Arguineguín & the Hidden Coasts
Between the tourist centers of Playa del Inglés and Puerto de Mogán lies a stretch of coast that has surprisingly remained authentic and undiscovered. Arguineguín, the unpretentious fishing village on the south coast, is the insider tip for those seeking the real Gran Canaria in the south.
Arguineguín
In contrast to the prefab cities of tourism, Arguineguín is a grown place with real village life: fishermen repair their nets at the harbor, elderly gentlemen play dominoes on the plaza, and the restaurants serve the freshest fish on the south coast at local prices. The Tuesday market (8 am–2 pm) is the largest weekly market in the south and much more authentic than the one in Puerto de Mogán — this is where the locals shop.
Puerto Rico
East of Mogán lies Puerto Rico — a tourist spot in a dramatic, terraced bay. The beach is artificially filled (with imported Sahara sand!), but sheltered from the wind and ideal for families. Puerto Rico is the center for water sports: jet skiing, parasailing, banana boating, and especially deep-sea fishing — the waters off the coast are famous for blue marlin, tuna, and wahoo.
Playa de Amadores
Between Puerto Rico and Puerto de Mogán lies Playa de Amadores — a semicircular beach with turquoise water reminiscent of the Caribbean. Artificially created but beautiful: white sand, calm water, palm-lined promenade. Ideal for families with small children. Sunbeds: approx. 3–5€/piece.

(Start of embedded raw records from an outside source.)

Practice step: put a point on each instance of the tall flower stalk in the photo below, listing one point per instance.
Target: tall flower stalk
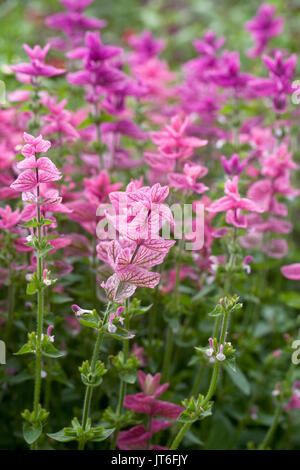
(37, 171)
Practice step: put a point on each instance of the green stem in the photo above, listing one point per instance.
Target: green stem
(40, 317)
(211, 389)
(179, 436)
(89, 388)
(198, 380)
(101, 160)
(170, 334)
(272, 429)
(168, 354)
(122, 392)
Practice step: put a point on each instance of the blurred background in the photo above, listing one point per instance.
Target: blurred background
(178, 21)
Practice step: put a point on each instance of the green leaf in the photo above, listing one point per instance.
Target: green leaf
(49, 350)
(31, 288)
(292, 299)
(26, 349)
(32, 432)
(60, 436)
(104, 434)
(121, 334)
(238, 378)
(128, 376)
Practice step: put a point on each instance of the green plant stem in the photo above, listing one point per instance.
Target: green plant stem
(11, 305)
(197, 382)
(179, 436)
(269, 436)
(101, 160)
(89, 388)
(170, 334)
(211, 388)
(122, 392)
(40, 317)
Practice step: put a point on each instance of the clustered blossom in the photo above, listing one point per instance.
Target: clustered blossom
(137, 217)
(146, 402)
(37, 66)
(170, 133)
(263, 27)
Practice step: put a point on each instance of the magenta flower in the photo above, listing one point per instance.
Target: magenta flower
(138, 438)
(291, 271)
(233, 200)
(73, 22)
(234, 166)
(147, 403)
(173, 141)
(294, 403)
(263, 27)
(187, 180)
(8, 217)
(145, 46)
(95, 51)
(130, 272)
(36, 170)
(37, 67)
(34, 145)
(209, 44)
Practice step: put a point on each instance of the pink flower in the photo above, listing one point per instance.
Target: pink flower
(138, 352)
(9, 218)
(36, 170)
(173, 141)
(188, 179)
(263, 27)
(294, 403)
(147, 403)
(233, 200)
(34, 145)
(37, 66)
(291, 271)
(138, 438)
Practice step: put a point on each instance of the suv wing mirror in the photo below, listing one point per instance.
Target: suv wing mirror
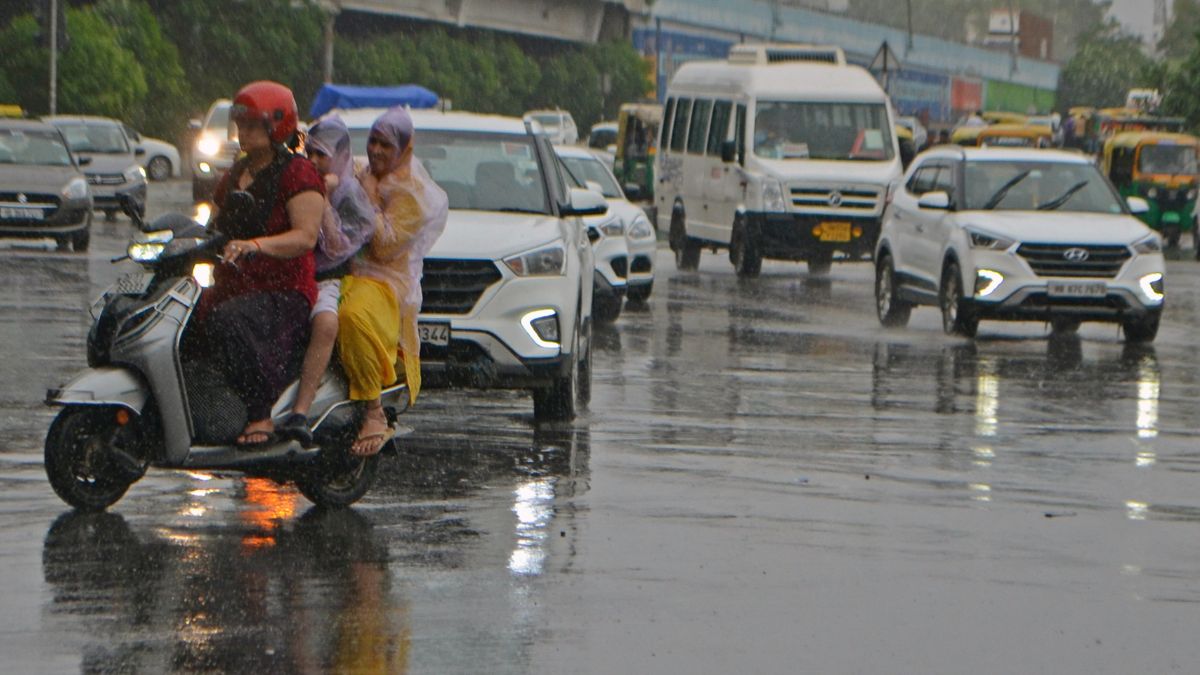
(585, 203)
(937, 201)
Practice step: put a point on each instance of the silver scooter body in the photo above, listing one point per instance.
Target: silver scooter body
(145, 368)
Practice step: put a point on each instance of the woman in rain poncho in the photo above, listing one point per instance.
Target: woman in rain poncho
(382, 297)
(347, 223)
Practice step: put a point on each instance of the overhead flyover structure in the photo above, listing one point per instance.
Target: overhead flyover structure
(939, 81)
(576, 21)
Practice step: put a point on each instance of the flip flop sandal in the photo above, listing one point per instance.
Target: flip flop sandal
(382, 436)
(271, 438)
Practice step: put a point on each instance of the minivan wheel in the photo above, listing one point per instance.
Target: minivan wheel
(893, 311)
(957, 317)
(687, 249)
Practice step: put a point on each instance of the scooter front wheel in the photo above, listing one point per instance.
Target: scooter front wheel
(336, 479)
(81, 471)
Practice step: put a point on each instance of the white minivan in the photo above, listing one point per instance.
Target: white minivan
(779, 151)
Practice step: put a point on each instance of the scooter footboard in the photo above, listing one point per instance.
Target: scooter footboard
(107, 386)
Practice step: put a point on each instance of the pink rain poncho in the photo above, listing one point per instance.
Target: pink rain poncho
(382, 297)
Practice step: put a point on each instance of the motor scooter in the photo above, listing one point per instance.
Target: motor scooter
(148, 399)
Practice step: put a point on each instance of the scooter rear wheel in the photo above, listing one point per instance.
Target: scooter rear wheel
(336, 479)
(76, 464)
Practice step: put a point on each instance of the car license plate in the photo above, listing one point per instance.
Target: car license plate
(15, 213)
(835, 231)
(437, 334)
(1077, 290)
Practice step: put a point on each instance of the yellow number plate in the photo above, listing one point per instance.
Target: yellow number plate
(835, 231)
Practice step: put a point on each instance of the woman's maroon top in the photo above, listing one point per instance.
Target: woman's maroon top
(261, 272)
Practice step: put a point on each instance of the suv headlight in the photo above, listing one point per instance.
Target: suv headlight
(773, 196)
(547, 261)
(1151, 244)
(990, 242)
(135, 173)
(76, 189)
(641, 227)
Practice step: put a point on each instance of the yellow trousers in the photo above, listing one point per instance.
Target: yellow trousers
(372, 330)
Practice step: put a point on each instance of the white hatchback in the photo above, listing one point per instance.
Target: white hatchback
(1019, 236)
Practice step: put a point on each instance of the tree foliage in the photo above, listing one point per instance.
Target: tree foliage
(1105, 66)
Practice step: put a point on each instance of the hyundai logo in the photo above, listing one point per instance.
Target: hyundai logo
(1075, 255)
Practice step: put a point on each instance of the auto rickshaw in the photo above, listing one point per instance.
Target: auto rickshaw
(1003, 136)
(1162, 168)
(637, 136)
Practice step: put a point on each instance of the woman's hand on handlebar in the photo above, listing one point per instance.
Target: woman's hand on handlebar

Güi-Güi — the Hidden Beach
The legendary Playa de Güi-Güi is one of the most remote and beautiful beaches in the Canaries. Accessible only by a challenging hike (approx. 3 hours one way, from Tasartico) or by boat. Black volcanic sand, dramatic cliffs, crystal-clear water, and absolute solitude. Only for experienced hikers — bring enough water (at least 3 liters)! The easier alternative: a boat trip from Puerto de Mogán.
Achtung
The hike to Playa de Güi-Güi is challenging and partly unsecured. Start only in dry weather, with sturdy footwear, sun protection, and enough water (at least 3 liters per person). Inform someone about your route. In summer, the path can become unbearably hot — best to start early in the morning.